Havanese do have an independent streak, but they are not a dominant breed. They respond well to training and they especially love learning tricks. Many individuals excel in competitive obedience and agility.

The most problematic training issue is housebreaking -- Havanese is slow to house train. Many Havanese like to perch on the high back of a sofa or chair, looking out the window so they can announce visitors.

If you want a dog who...
  • Is small, yet sturdier (and healthier) than his tiny Maltese cousin
  • Doesn't need much outdoor exercise
  • Is playful and entertaining
  • Makes a good watchdog, but is not aggressive
  • Has a long coat that can be clipped short so he looks like a cute perpetual puppy
  • Doesn't shed much (one of the best breeds for allergy sufferers)
  • Is good with other pets

A Havanese may be right for you.

Amusing Quirks

Havanese may be busy active little dogs indoors but are generally relatively quiet.
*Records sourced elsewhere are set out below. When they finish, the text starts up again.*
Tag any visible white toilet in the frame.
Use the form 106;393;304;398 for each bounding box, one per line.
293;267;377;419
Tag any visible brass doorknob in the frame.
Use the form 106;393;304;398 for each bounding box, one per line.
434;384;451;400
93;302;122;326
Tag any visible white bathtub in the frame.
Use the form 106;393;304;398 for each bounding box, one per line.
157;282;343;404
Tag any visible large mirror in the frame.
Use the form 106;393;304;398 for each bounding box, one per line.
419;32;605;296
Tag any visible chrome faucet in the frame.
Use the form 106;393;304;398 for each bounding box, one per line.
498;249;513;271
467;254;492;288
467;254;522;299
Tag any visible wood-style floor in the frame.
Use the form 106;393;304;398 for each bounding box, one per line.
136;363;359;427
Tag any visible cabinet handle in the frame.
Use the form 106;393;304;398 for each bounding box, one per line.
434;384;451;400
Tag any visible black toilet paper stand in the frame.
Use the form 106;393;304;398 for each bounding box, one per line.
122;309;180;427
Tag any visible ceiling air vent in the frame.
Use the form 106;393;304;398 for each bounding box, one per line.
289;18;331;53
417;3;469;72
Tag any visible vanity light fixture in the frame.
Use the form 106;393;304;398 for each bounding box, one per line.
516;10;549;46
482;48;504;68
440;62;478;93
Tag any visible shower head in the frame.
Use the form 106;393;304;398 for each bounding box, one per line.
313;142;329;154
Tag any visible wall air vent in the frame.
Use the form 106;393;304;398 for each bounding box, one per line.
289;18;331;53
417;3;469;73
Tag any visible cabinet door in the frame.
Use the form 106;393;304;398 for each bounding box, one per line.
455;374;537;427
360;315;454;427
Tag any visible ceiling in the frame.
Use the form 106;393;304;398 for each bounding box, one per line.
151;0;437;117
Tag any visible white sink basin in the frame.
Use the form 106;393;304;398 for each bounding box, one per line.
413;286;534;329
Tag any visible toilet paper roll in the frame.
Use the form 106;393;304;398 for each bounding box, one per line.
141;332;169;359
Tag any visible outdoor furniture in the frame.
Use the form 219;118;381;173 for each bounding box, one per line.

But every now and then, particularly in the evenings mayhem erupts as they enjoy short rounds of energetic rowdy madcap play. Just all of a sudden, one will take a flying leap off the back of the couch and continue in circles through the dining room, living room and family room tearing around the house like a banshee. In most Havanese households we call this amusing game Runlikehell as that is exactly what they do. This is always so much fun to watch and never fails to provoke a smile. They run with such glee and unabashed delight; some will make a low grr-ing noise which is not in any way an actual growl, but rather a throaty sort of noise of happiness. They blitz around, banking off chairs and couches, barely touching the furniture, dashing madly about the house for several minutes and then collapse in happy exhaustion; the game over as suddenly as it began.

​Another thing that Havanese are renowned for is their love of being up high. This is common among cats but unusual in dogs. The favorite resting spot of most Havanese is a high place, like the tops of chairs or the sofa. As young puppies even, they may climb to the back of the sofa where they rest their little head on your shoulder and fall asleep with their paws on your arm.

Havanese make up their own games, some with elaborate rules only known to them. A silly game which can leave you in stitches, is "ITS ALIVE." Small light items, like bully sticks or small toys are usually selected to come alive. Suddenly, they are pounced upon repeatedly by a whirling dervish, tossed wildly into the air in many different directions, and just generally made to jump all over the room (obviously needing to be chased)

Havanese are not yappy little dogs however they certainly can be very vocal. Not in the way of yapping or barking but rather because they have a large repertoire of vocalizations, with nuances of warbles, grumbles, groans and chortles that only immediate family can decifer. Others have a unique low grumble when they are totally content which is similar to a purr.